Finanzberater atmen nach Aus für vollständiges Provisionsverbot auf
Finanzberater atmen auf
EU-Kommission nimmt Abstand von vollständigem Provisionsverbot – Diskussion über Alternativen
Seit Monaten wehren sich weite Teile der Finanzbranche gegen Pläne für ein Provisionsverbot – mit Erfolg: EU-Finanzmarktkommissarin Mairead McGuinness beugt sich dem Druck. Verbraucherschützer sind zerknirscht. Härtere Auflagen für Finanzberater und ein Teilverbot könnten aber sehr wohl kommen.
rec Stockholm
Unter Finanzberatern ist Aufatmen angesagt: EU-Finanzmarktkommissarin Mairead McGuinness nimmt Abstand von ihren Plänen, Provisionen in der Finanzberatung vollständig zu verbieten. Bei den Versicherungskaufleuten macht sich nach Auskunft von Verbandspräsident Michael Heinz Erleichterung breit, „dass sich unsere intensiven Bemühungen gelohnt haben und unsere Argumente gehört wurden“. Norman Wirth vom Verband der unabhängigen Finanzberater rechnet damit, dass seine Mitglieder viele der Alternativen jenseits eines Provisionsverbots „mittragen“ könnten.

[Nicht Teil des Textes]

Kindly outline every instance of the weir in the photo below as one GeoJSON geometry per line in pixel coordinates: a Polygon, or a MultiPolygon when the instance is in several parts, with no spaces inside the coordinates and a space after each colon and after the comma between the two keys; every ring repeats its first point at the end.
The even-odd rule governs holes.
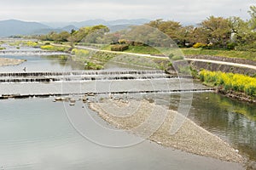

Seit Monaten wehren sich weite Teile der Finanzbranche gegen Überlegungen für ein Provisionsverbot. Es geht um Milliarden. Anlass ist die Kleinanlegerstrategie der EU-Kommission. Ihr erklärtes Ziel ist, mehr Anleger für den Kapitalmarkt zu begeistern – nicht zuletzt durch ein höheres Maß an Verbraucherschutz. Für McGuinness gelänge das am besten mit einem weitreichenden Verbot von Provisionen. Doch unter den EU-Staaten ist der Widerstand so stark angeschwollen, dass die Irin umdenkt.
Ihren Sinneswandel erläuterte sie auf einer Finanzkonferenz in Stockholm. Das dürfte kein Zufall sein, schließlich war ihr dort maximale Aufmerksamkeit der versammelten Branchenvertreter gewiss. „Wir haben denjenigen zugehört, die uns sagen, dass ein vollständiges Verbot von Provisionen in diesem Stadium zu disruptiv sein könnte“, sagte McGuinness. Sie wolle aber klar sagen: „Auch wenn wir jetzt kein Verbot aller Provisionen vorschlagen, bedeutet dies keinen Freifahrtschein für den Finanzsektor“.

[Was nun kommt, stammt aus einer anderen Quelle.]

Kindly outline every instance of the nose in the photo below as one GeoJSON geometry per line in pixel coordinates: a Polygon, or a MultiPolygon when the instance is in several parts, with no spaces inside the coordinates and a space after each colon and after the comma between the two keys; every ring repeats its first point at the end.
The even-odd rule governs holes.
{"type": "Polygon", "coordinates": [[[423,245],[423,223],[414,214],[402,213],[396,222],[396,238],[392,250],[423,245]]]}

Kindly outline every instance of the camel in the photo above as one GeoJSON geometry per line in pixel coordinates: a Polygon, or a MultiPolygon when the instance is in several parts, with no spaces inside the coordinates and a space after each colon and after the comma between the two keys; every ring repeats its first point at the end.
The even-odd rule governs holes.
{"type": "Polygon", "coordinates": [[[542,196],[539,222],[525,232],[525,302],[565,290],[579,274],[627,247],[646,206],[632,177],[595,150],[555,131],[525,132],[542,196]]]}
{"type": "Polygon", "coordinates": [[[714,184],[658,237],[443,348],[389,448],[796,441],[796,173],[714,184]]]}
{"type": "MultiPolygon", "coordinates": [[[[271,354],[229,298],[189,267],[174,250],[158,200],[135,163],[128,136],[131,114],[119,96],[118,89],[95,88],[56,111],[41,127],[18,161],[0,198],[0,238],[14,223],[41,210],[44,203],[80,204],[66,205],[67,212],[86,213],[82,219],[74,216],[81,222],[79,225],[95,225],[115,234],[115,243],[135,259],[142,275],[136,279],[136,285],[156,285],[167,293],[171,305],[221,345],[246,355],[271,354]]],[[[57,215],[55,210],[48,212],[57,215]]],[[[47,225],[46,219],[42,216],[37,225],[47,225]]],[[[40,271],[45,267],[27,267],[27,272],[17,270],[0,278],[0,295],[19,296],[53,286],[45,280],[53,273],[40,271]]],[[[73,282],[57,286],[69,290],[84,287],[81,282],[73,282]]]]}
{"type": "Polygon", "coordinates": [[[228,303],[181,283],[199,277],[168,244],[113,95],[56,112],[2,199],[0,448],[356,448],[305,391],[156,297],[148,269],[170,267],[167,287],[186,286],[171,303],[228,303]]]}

Von Stockholm geht also eine doppelte Botschaft aus: Ein Komplettverbot von Provisionen ist vom Tisch. Finanzberater, Banken und Fondshäuser müssen sich aber auf eine Reihe anderer Verschärfungen einstellen. „Verbraucher verdienen eine vernünftige Beratung, der sie vertrauen können, zu einem vernünftigen Preis“, stellte McGuinness klar.
Vorschlag für Teilverbot
In der Branche machen längst mögliche Alternativen die Runde. Einige hat McGuinness in ihrer Rede in Stockholm von sich aus ins Spiel gebracht. So sollen Kunden besser über Kosten und Preis-Leistungs-Verhältnis informiert werden. Denn das, so ein Argument von Befürworterin, ist in Märkten mit Provisionsverbot nachweislich besser. McGuinness setzt sich auch für mehr Kontrollen ein.

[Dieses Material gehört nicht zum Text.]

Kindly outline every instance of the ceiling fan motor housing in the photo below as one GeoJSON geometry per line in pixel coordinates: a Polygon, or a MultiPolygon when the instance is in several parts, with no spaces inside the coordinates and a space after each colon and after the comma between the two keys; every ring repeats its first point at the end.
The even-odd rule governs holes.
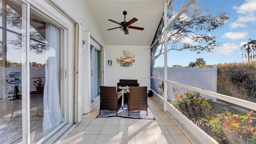
{"type": "Polygon", "coordinates": [[[121,25],[122,27],[119,26],[116,28],[109,29],[108,29],[107,30],[112,30],[115,29],[116,28],[120,28],[121,30],[124,32],[124,34],[129,34],[129,32],[128,32],[128,31],[130,28],[134,29],[135,30],[143,30],[144,29],[144,28],[140,28],[140,27],[138,27],[137,26],[130,26],[131,24],[132,24],[134,22],[137,21],[138,20],[138,19],[135,18],[133,18],[131,20],[128,21],[128,22],[126,22],[125,21],[125,15],[127,14],[127,12],[126,11],[124,11],[123,12],[123,14],[124,15],[124,22],[121,22],[121,23],[119,23],[118,22],[117,22],[114,20],[113,20],[111,19],[108,20],[111,22],[114,22],[116,24],[118,24],[121,25]]]}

Und: Die Irin hat de facto angekündigt, dass die EU-Kommission in wenigen Wochen zumindest ein Teilverbot von Provisionen vorschlagen wird. Das soll auf jene Geschäfte beschränkt bleiben, bei denen Banken oder andere Dienstleister eine Wertpapierorder von Kunden lediglich ausführen, nicht aber aktiv beraten. Unumstritten ist auch das nicht: „Zielführender“ wäre es für Henning Bergmann vom Derivateverband DDV, Zuwendungen auch bei Dienstleistungen ohne Anlageberatung an „Mehrwert zu knüpfen“. Die Abkehr von einem vollständigen Provisionsverbot begrüßt er.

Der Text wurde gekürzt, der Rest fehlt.